Generation of Rnf12 knockout ES cell lines by insertion of a transcription stop cassette. (A) Generation of Rnf12 knockout ES cell lines by integration of a splice acceptor triple poly-adenylation sequence (SA-tpA) together with a kanamycin/neomycin resistance cassette. Different targeting constructs were generated to target the stop cassette to one of the introns 2, 3 or 4. (B) RT–PCR analysis with cDNA form clones targeted with cassettes targeting different introns, using primers amplifying the NheI RFLP located in exon 5. RT–PCR products were digested with NheI to reveal allele specific PCR products.

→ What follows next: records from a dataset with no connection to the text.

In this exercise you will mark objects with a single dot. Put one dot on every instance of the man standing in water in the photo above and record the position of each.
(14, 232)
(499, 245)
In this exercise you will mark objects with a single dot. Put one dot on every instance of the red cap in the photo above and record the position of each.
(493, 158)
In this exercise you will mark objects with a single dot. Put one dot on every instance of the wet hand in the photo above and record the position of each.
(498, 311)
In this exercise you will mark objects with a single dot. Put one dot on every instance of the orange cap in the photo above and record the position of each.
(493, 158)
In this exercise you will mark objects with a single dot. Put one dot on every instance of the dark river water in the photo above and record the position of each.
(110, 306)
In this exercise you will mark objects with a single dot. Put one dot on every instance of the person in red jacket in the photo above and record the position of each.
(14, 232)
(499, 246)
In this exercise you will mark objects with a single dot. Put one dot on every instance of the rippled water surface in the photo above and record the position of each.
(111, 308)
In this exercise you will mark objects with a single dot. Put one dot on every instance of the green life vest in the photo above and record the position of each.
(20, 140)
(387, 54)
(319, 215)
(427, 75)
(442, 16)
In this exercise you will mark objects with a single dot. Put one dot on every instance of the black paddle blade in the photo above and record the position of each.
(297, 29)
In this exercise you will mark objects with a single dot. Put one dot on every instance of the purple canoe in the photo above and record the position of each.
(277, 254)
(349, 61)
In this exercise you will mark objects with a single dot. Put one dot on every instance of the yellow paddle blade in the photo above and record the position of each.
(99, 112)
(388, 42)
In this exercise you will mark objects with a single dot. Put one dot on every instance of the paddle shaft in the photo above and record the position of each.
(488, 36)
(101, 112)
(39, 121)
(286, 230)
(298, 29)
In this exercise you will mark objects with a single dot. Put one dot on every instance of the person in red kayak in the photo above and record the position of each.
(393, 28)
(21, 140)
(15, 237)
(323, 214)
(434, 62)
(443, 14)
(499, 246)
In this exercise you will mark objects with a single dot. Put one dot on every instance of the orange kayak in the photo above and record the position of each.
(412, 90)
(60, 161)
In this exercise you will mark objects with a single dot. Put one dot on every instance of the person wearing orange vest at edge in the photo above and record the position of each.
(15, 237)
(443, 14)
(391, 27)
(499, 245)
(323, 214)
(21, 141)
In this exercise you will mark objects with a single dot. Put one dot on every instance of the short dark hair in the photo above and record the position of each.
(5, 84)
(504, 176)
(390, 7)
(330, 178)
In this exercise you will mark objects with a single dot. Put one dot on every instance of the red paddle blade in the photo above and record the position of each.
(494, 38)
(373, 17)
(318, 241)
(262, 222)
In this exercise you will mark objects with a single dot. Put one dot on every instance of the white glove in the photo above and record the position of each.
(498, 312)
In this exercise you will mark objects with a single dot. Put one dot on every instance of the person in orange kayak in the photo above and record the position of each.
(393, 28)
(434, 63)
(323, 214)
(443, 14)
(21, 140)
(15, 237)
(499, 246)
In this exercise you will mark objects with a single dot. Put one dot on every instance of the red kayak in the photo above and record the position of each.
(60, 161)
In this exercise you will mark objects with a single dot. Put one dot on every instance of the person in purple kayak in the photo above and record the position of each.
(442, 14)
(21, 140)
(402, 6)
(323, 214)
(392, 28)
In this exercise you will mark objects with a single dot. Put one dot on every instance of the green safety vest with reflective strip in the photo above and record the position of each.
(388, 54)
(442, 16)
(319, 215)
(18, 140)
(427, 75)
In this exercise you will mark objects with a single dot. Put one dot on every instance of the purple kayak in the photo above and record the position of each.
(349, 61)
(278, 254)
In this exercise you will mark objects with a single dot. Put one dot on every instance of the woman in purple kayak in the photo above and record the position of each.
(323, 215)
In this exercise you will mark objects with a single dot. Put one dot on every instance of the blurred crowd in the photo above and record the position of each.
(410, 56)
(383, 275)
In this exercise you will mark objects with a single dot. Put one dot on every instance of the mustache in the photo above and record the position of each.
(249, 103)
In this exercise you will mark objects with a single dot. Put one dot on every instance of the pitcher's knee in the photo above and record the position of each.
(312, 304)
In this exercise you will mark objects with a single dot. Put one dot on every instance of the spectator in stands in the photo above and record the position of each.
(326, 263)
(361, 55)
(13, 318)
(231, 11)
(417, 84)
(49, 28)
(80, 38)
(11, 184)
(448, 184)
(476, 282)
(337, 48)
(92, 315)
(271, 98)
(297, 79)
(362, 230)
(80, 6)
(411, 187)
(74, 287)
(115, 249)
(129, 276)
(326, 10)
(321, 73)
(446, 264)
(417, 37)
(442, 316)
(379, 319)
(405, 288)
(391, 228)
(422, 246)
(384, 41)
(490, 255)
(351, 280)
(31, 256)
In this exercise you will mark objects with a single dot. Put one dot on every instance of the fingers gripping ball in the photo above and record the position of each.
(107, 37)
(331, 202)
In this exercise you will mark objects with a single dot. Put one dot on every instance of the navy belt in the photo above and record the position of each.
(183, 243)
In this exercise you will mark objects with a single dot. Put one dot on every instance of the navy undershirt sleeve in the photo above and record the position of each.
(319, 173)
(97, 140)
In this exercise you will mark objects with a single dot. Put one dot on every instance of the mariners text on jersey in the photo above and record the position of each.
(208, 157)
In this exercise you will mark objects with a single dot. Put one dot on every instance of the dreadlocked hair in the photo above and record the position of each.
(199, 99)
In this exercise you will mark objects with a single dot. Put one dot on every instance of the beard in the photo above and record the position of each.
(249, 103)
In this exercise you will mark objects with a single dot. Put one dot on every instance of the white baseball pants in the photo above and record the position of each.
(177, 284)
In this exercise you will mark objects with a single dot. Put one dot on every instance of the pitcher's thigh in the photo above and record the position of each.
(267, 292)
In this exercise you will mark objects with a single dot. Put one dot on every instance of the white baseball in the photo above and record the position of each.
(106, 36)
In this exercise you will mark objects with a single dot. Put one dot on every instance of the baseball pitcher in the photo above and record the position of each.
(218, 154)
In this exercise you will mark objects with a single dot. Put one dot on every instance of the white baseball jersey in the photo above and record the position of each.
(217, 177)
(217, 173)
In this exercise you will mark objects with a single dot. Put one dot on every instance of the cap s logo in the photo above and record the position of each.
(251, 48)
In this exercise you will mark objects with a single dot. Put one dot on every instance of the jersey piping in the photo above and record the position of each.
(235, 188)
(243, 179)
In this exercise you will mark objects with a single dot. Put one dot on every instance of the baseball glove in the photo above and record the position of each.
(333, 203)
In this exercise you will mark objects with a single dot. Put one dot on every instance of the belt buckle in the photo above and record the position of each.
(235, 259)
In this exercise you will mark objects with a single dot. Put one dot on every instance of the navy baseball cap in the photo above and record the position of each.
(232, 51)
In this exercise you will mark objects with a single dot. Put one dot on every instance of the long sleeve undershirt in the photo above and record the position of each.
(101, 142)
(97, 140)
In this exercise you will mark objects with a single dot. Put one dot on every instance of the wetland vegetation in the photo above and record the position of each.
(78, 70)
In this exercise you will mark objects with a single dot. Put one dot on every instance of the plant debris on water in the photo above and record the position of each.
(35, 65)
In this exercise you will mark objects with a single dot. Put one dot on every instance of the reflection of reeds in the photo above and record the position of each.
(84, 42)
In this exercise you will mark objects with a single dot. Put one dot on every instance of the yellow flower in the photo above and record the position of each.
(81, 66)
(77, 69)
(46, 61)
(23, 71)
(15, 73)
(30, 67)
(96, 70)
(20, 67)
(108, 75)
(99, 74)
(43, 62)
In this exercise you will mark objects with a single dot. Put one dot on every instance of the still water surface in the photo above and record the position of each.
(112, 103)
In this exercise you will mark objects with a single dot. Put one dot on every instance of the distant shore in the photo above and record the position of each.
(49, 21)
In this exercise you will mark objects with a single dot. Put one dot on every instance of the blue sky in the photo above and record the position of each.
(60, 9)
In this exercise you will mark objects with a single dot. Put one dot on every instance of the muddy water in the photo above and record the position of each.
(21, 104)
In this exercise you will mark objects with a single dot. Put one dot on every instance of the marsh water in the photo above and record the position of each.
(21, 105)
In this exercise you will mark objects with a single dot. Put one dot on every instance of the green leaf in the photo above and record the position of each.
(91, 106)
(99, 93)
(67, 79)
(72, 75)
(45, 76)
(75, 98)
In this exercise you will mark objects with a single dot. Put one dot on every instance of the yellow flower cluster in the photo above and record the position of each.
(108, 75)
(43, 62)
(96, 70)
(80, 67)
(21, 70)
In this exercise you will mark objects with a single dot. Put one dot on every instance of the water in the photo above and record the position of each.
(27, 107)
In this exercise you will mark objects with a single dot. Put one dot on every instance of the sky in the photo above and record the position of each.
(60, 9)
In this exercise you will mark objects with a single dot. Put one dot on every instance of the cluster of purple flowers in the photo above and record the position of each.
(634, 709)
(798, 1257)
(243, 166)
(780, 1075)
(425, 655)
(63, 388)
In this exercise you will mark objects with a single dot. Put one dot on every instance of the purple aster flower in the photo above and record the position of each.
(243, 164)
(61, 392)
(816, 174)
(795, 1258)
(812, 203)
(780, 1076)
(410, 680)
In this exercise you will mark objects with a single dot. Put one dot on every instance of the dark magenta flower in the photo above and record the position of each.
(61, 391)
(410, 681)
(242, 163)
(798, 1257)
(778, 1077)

Correctly targeted clones are indicated (ko). (C) Table summarizing the targeting efficiency of the constructs described for targeting the C57BL/6 allele (n = number of clones picked). (Asterisk) Targeting efficiencies of previously described experiments involving C57BL/6, and Cast/Ei exon 5 targeting constructs used to target the 129/Sv and Cast/Ei alleles in F1 2-1 129/Sv/Cast/Ei female ES cells (10,16). (Double asterisk) The Cast/Ei allele was targeted in Rnf12^+/− (129/Sv/Cast/Ei) ES cells creating a Rnf12 null ES cell, which may affect the targeting efficiency.